Undo can work with many debugger frontends and the most commonly used is GDB. Substantial effort has been put into getting a reliable experience from the integration of Undo and GDB, and during my time at Undo I worked extensively on this (in the process finding many GDB bugs and communicating with upstream GDB developers).

A key problem affecting this integration is that there are many versions of GDB with small subtle differences. During my time at Undo I put together a system for building a particular GDB version that we knew would work well (and had some patches to fix any observed issues) and packaging this as part of our release.

This involved overcoming tedious details about how to get GDB and its dependencies to cross-compile correctly, creating a multi-target GDB (which means e.g. being able to debug a program running on an ARM board on an x86 desktop) and patching GDB to fix any bugs. I created some relevant infrastructure in Python which allowed building the packaged version of GDB in various ways and even building multiple versions of GDB (useful when upgrading packaged GDB to a new version of GDB).

GDB bisect

After fixing a few bugs around integration of Undo and GDB, I realised that the difficult part of most bugs was working out where the problem had initially appeared in GDB and (in some cases) where it was fixed.

To make this simpler, I decided to automate the process by creating a new in-house tool called ‘GDB bisect’. GDB bisect can be run on any integration test (i.e. just ./gdb_bisect.py <test>) and it will run UndoDB in that test against multiple versions of GDB (e.g. GDB 7.1, 7.2 etc.). Once it has identified the GDB version it then further bisects based on GDB commits between versions and ultimately reports the exact GDB commit.

It took me a weekend to create GDB bisect and it saved weeks worth of time. More importantly, GDB bisect allowed a more reliable and precise way of determining the cause of a test failure; you just run it in the background and at some point later it would point you in the right direction. The tool stored cached builds of GDB on a central machine so bisects would normally take under 10 minutes (assuming the test only takes a few seconds to run).

Asynchronous I/O

Linux supports asynchronous I/O, which allows userspace processes to issue multiple simultaneous I/O requests to the kernel which will complete in the background. The pattern of system calls is roughly (see the man pages for a more detailed description!):

  • io_setup() - Create an AIO context, which is basically a group of operations.
  • io_submit() - Submit one or more operations (e.g. a read) against a given AIO context.
  • io_getevents() - Get the status of any completed/failed/cancelled operations.
  • io_destroy() - Destroy the AIO context.

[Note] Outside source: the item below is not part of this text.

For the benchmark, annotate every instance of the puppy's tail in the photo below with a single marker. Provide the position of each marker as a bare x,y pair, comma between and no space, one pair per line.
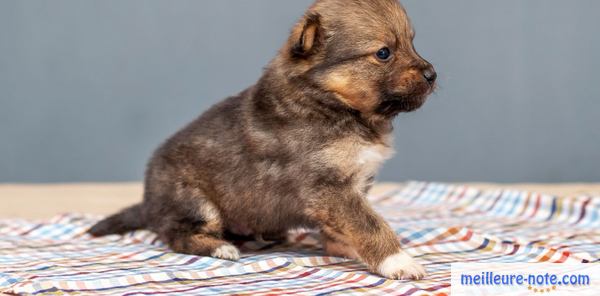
127,220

These system calls must be recorded and replayed by UndoDB, and this is actually very complex to perform correctly and efficiently. We had some initial code that supported the basic use cases and my task was to extend this for more advanced use cases.

In taking on this task, as with all my other software engineering work, I was careful to:

  • Discuss implementation approaches with the team and try to find the simplest approach.
  • Re-structure the existing code to improve clarity and prepare it for further changes (this often reveals and fixes many bugs).
  • Add new integration and unit tests to verify the new behaviour (Test Driven Development) and to check regressions later.
  • Document (internally) details of the implementation (useful as an informal specification).
  • Document (externally) how to use new functionality and any caveats.
  • Arrange review of the code for double-checking and to ensure the code complies with relevant standards.

Beyond this I significantly improved surrounding infrastructure and processes, ensuring I delivered a high quality result all round.